Pago Pago, AMERICAN SAMOA — The US Occupational Safety and Health Administration (OSHA) has closed its case against Manu’a’s Inc., dba Manu’a’s Discount Store, after the locally based company paid the penalty of over $35,000, according to spokesperson with the US Department of Labor (USDOL), whose agencies include OSHA.

The legal dispute — which landed in a federal appeal’s court — is in connection with the deaths of three men, who were electrocuted at Manu’a’s compound at the Tafuna industrial Park back in 2017. One other man was hospitalized with serious injuries resulting from electrocution.

As previously reported by Samoa News, Manu’a’s Store had appealed to the Washington D.C. federal appeals court a decision more than a year ago, by the Occupational Safety and Health Review Commission (Commission) which affirmed an OSHA penalty imposed on the Manu’a Store.

In January this year, the U.S Court of Appeals in Washington D.C. “denied” Manu’a’s Store’s petition to review the “final order” issued by the Commission. (See Samoa News edition Jan. 29th for details.) Manu’a’s Store didn’t file any response to the court ruling on the appeal, according to court records.

OSHA online public records, as of last Friday, show the Manu’a Store case as “closed” and final total penalty of $35,492 for four “serious” violations — $8,873 is the penalty for each violation.

Responding to Samoa News inquiries, a USDOL spokesperson points out that the federal appeals court denied Manu’a Store’s petition for review of the Commission decision. And that the “employer paid the full issued penalty of $35,492, and the case is closed,” the spokesperson said Monday but didn’t elaborate as to when the penalty was paid.

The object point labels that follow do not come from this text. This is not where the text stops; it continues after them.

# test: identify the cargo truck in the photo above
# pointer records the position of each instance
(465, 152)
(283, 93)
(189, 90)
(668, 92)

USDOL points out that that all employers are required to comply with the applicable provisions of the Occupational Safety and Health Act of 1970, and the applicable safety and health standards promulgated pursuant to the Act to protect their employees.

A USDOL summary investigation report states that around 11a.m Jan. 14, 2017, three Manu’a Store employees were unloading and staging structural metal beams with a boom truck crane at the Tafuna Industrial Park store location.

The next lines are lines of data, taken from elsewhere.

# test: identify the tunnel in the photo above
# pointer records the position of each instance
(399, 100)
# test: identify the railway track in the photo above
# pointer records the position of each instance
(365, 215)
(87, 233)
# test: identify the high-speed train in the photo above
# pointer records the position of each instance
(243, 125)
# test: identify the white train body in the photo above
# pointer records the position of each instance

The truck mounted crane was unloading steel beams from an open top container when the boom truck cable touched a high power line causing electrical current to flow down the steel beam into the arms and bodies of the three employees, who were on the ground.

“All three employees were electrocuted,” the investigation report states. Samoa News notes that the incident occurred at the time when Manu’a Store was conducting a construction project at the Tafuna site and had contracted Jersey Corporation dba Asia-Pacific Engineering and Construction Services, Inc. (APECS) to address the crane safety standards at issue.

OSHA reached a “formal settlement” in June 2018 with APECS. Total civil penalty is $14,197.

Manu’a Store had argued - among other things - that it should not be held responsible for addressing safety crane standards, as that is the responsibility of its contractor.

Federal attorneys for USDOL argued in court filings that the “undisputed record evidence establishes that Manua’s failed to assess its worksite for power line safety or identify a crane’s work zone,” which resulted in violation of federal labor law, and Manu’a’s “did not train its employees on safety procedures when working with cranes around power lines.”